Let me get this out of the way: most technical interviews do a terrible job of evaluating whether someone can actually do the job. Solving algorithm puzzles on a whiteboard has almost zero correlation with building real software.
But here’s the thing – complaining about it doesn’t get you hired. So let’s talk about how to play the game efficiently.

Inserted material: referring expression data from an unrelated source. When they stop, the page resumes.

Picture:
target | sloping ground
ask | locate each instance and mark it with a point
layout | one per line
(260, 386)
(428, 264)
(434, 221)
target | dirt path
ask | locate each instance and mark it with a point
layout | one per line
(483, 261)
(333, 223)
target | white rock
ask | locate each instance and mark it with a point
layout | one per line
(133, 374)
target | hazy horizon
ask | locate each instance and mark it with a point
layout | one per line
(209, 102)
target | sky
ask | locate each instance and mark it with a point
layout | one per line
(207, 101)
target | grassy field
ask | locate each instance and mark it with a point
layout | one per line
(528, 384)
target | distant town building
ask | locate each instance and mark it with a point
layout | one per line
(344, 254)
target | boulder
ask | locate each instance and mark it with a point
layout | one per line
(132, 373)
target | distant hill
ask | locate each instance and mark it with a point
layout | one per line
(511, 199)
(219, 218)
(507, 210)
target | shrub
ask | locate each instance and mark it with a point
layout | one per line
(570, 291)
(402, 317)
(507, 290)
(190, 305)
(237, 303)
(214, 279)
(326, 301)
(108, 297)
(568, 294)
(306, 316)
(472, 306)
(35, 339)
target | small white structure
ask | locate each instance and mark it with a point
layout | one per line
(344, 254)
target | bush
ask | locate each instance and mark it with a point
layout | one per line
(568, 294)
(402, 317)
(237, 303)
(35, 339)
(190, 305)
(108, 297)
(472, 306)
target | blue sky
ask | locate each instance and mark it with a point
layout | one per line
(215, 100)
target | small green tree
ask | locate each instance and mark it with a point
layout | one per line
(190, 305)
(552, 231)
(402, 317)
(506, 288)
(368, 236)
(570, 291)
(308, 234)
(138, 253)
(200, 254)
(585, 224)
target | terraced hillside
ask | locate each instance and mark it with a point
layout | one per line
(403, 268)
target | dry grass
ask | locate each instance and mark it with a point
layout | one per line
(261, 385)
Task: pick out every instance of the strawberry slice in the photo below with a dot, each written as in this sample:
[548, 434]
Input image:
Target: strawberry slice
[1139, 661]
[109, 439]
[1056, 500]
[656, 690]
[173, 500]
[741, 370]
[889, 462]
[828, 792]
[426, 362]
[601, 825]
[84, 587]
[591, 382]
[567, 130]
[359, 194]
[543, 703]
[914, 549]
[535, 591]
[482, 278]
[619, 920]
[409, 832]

The Three Parts of Most Tech Interviews
1. Coding Challenges (LeetCode-Style)
Companies ask these because they’re easy to standardize. Here’s the efficient approach:
- Don’t grind 500 problems. Do 50-75 carefully selected ones
- Focus on patterns, not solutions. Most problems are variations of: two pointers, sliding window, BFS/DFS, dynamic programming, hash maps
- Practice talking while coding. The explanation matters as much as the solution
- Time yourself. If you can’t crack a problem in 20 minutes, look at the solution, understand it, and move on. Come back to it in a week
2. System Design
For mid-senior roles, you’ll be asked to design systems at scale. My preparation framework:
- Study the key building blocks: load balancers, caches, message queues, databases (SQL vs NoSQL), CDNs
- Practice with classic problems: design a URL shortener, design a chat system, design a news feed
- Always start with requirements clarification. Interviewers love this because it shows real-world thinking
- Draw diagrams. Visual communication shows confidence
3. Behavioral Questions
The most underrated part. Prepare 5-6 stories using the STAR format (Situation, Task, Action, Result):
- A time you dealt with conflict
- A difficult technical decision you made
- A project you’re proud of
- A time you failed and what you learned
- A time you went above and beyond
My 4-Week Study Plan
Week 1: Two LeetCode Easy problems per day. Review data structures (arrays, hash maps, trees, graphs).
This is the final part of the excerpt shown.